Roland Barthes foi aquele que se manteve mais próximo de Saussure e Jakobson. Sua extensa obra compõe-se de 17 livros escritos de 1953 a 1980. Tomou para si a tarefa prescrita pelo linguista suíço e escreveu Elements de semiologie, em 1964. Seu trabalho volta-se para a crítica literária, modernidade e semiologia, contribuindo decisivamente para transformar o estruturalismo em um movimento dominante do pensamento ocidental.

Nessa mesma época, Jacques Lacan difundia suas idéias no Seminário que manteve de 1953 a 1966, uma leitura da obra de Freud, através do método da lingüística estrutural, partindo do seu célebre aforismo, "O inconsciente se estrutura como uma linguagem".

De certa maneira, o trabalho de Freud com o inconsciente tinha muita afinidade com a linguística saussureana na medida em que trabalhava com as possibilidades significantes das elaborações inconscientes. Coube a Lacan explicitar e explorar esta ligação, e a enfatizar a prioridade da linguagem na estruturação do inconsciente, para depois construir sua obra original, de grande influência no desenvolvimento da psicanálise.

Se podemos dizer que Marx e Freud construíram as obras que mais influenciaram o pensamento do século 20, e que Lacan fez a releitura estruturalista de Freud, coube a Louis Althusser a contraparte estruturalista de Marx. Mestre de grandes estruturalistas e pós-estruturalistas, como Foucault e Derrida, Althusser aplicou a Marx o método de "leitura atenta" que seria o princípio ativo da "desconstrução" utilizada por Derrida, enfatizando alguns aspectos não explícitos, porém latentes na obra de Marx, e definindo a sociedade como uma estrutura relacional de política econômica, prática ideológica e prática político-legal. Sua proximidade e amizade intermitente com Lacan ensejaram o uso de conceitos psicanalíticos como a sobredeterminação freudiana e a relação de ideologia com a fase-do-espelho lacaniana.
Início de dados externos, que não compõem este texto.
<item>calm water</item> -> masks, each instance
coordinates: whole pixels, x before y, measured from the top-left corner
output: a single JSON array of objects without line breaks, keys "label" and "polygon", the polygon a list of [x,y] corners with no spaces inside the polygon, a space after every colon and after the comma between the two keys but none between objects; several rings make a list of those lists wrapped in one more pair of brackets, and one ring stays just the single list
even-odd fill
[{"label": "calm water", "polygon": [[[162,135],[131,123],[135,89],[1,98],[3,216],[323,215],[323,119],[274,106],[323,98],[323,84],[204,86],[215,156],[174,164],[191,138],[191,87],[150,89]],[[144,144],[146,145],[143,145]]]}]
Michel Foucault talvez seja o mais difícil de definir entre todos os intelectuais do nosso tempo. A simples relação dos temas abordados em seus principais livros mostra um intelectual inquieto com as coisas de seu tempo e disposto a remexer as feridas deixadas nas mentes mais sensíveis pelas práticas sociais consagradas. E esta inquietação refletida nas posições sempre não-ortodoxas de sua obra desafiadora vai transformá-lo no elo de ligação entre o estruturalismo e o pós-estruturalismo.

Obviamente que citamos apenas alguns dos mais importantes epígonos do pensamento estruturalista. Muitos outros autores de grande importância seguiram seus passos. 

Na década de 1980, entretanto, abate-se sobre o estruturalismo como um todo um pesado destino. Um a um, seus grandes mentores vão sendo ceifados. O chamado pensamento estruturalista não consegue sobreviver a esta orfandade.